1-0-6... officer in trouble.

I pulled my Explorer to the curb. Listened to the call.

EMS's to the scene, the district captain called in. The quick, urgent exchanges convinced me the situation was critical.

The hairs on my arms were standing up. It was an ambush, a long-distance shot. Like La Salle Heights. I threw my car in gear and executed a quick U-turn down Potrero, slamming onto Third Street and heading for downtown.

When I pulled up four blocks from Townsend and Seventh, bedlam reigned. Barricades of blue-and-whites, flashing lights, uniforms everywhere, radios crackling in the night.

I drove ahead, holding my police ID out the window; until I couldn't go any farther. Then I left my car and ran toward the center of the commotion. I grabbed the first patrolman I could find. “Who is it? Do you know?”

“Patrol cop,” he said. “Out of Central. Davidson.”

“Oh, shit... ” My heart sank. I felt nauseated. I knew Art Davidson. We had gone through the academy at the same time. He was a good cop, a good guy. Did it mean anything that I knew him?

Then a second wave of fear and nausea. Art Davidson was black.

I pushed my way through the crowd toward a run-down tenement where a ring of EMS trucks were parked. I ran into Chief of Detectives Sam Ryan coming out of the building, holding a radio to his ear.

I pulled him aside, “Sam, I heard it was Art Davidson. Any chance...?”

Ryan shook his head. “Chance? He was lured here, Lindsay. Rifle shot to the head. Single shot, we think. He's already been pronounced.”

I stood to the side, a whirring wail growing louder and louder inside my skull, as if some private, unknowable fear had revealed itself only to me. I was sure it was him.

Chimera. Murder number three. He only needed one shot this time.

I brandished my badge to the uniformed cops at the entrance and hurried into the run-down building. Some EMS techs were coming down the stairs. I kept going past them.

My legs felt heavy and I could hardly breathe.

On the third-floor landing, a uniformed cop barreled past me, shouting, “Coming down. Everybody get out of the way.”

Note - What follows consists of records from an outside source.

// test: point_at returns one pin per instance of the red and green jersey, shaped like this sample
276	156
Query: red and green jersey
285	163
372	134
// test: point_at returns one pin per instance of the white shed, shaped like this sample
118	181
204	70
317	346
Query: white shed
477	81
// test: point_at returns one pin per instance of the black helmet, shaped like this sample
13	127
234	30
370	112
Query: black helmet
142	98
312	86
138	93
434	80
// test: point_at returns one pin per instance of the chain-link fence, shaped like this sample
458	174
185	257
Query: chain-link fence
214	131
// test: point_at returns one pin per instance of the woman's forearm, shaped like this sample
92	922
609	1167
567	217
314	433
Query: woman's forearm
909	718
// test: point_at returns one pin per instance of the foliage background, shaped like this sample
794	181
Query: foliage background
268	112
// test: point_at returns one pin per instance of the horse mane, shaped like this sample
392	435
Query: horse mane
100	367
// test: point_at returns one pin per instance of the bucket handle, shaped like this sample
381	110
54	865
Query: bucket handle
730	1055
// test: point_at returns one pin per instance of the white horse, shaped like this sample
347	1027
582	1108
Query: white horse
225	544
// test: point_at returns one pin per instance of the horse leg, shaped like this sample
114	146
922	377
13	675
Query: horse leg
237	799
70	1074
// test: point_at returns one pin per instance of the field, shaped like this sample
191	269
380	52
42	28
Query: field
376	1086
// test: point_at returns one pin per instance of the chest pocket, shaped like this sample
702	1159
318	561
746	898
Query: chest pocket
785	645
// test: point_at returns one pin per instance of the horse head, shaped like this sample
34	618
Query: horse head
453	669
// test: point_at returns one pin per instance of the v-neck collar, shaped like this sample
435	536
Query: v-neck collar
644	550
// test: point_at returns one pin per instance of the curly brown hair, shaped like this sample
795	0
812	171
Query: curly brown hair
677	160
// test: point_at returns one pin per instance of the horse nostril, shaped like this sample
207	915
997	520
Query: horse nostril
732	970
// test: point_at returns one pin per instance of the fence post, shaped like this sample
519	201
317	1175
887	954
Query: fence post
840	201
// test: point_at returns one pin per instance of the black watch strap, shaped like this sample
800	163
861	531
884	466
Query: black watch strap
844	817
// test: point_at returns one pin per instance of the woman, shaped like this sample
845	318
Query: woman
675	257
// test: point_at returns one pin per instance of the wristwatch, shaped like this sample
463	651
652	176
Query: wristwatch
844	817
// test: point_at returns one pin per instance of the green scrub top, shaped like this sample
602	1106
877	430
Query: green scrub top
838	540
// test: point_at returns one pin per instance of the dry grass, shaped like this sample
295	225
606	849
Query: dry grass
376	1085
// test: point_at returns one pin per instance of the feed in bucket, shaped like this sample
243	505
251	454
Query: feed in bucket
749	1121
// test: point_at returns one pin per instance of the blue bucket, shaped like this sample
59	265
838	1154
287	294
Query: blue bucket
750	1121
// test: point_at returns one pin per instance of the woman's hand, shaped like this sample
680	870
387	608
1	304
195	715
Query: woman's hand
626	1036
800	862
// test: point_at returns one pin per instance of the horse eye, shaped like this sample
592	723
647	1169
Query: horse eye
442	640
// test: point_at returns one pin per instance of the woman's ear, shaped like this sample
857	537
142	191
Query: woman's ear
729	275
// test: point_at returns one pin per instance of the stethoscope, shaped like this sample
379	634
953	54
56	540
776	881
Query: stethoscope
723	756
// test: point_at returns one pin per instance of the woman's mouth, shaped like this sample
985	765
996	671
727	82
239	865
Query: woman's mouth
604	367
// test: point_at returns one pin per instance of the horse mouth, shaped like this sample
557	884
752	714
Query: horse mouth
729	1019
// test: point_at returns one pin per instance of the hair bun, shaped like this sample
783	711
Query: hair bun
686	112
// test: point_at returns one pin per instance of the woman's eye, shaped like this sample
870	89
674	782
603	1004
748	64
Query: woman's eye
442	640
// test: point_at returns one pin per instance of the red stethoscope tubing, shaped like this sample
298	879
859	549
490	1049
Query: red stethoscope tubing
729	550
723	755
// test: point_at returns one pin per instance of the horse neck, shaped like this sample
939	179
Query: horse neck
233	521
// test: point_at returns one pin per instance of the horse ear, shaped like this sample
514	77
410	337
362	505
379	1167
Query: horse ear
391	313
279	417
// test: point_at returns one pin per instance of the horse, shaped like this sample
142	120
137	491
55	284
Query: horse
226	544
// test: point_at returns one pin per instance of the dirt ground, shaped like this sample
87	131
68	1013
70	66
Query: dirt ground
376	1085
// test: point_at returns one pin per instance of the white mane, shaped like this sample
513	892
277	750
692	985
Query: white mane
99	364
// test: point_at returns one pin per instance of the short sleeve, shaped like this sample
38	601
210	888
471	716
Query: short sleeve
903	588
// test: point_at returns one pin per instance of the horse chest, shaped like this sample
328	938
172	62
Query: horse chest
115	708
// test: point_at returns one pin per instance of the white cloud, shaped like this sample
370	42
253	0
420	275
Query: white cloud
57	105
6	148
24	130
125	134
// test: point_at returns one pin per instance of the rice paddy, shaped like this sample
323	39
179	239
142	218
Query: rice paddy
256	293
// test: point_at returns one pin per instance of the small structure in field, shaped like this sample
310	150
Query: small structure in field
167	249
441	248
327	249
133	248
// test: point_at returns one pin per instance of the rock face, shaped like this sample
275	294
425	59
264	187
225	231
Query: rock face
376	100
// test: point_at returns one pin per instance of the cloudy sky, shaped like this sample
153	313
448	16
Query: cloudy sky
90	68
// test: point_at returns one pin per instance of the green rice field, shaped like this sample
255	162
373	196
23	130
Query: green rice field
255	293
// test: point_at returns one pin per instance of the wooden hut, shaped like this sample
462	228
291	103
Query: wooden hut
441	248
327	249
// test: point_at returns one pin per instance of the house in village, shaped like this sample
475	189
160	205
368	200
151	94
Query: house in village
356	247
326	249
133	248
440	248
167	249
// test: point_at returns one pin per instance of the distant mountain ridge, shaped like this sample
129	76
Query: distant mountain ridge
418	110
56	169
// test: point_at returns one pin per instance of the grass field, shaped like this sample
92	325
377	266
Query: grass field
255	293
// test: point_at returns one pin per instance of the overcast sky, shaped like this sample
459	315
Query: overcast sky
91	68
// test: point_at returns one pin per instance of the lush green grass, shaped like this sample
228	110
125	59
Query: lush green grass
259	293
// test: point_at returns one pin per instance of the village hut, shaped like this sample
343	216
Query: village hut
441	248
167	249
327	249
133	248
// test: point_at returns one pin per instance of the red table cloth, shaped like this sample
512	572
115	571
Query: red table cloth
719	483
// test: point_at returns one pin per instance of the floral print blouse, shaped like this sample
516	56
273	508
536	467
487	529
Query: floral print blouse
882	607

A couple of medical techs appeared - and two more cops carrying a gurney. I couldn't turn my head away.

“Hold it here,” I said.

It was Davidson. His eyes still and open. A crimson dime-sized peephole above his right eye. Every nerve in my body seemed to go slack. I remembered that he had children. Did these murders have something to do with kids?

“Oh, Jesus, Art,” I whispered. I forced myself to study his body, the bullet wound. I finally touched the side of his forehead. “You can take him down now,” I said. Fuck.

I made my way to the next floor somehow. A crowd of angry plainclothesmen was gathered outside an open apartment. I saw Pete Starcher, an ex-homicide detective who worked with IAB, coming out.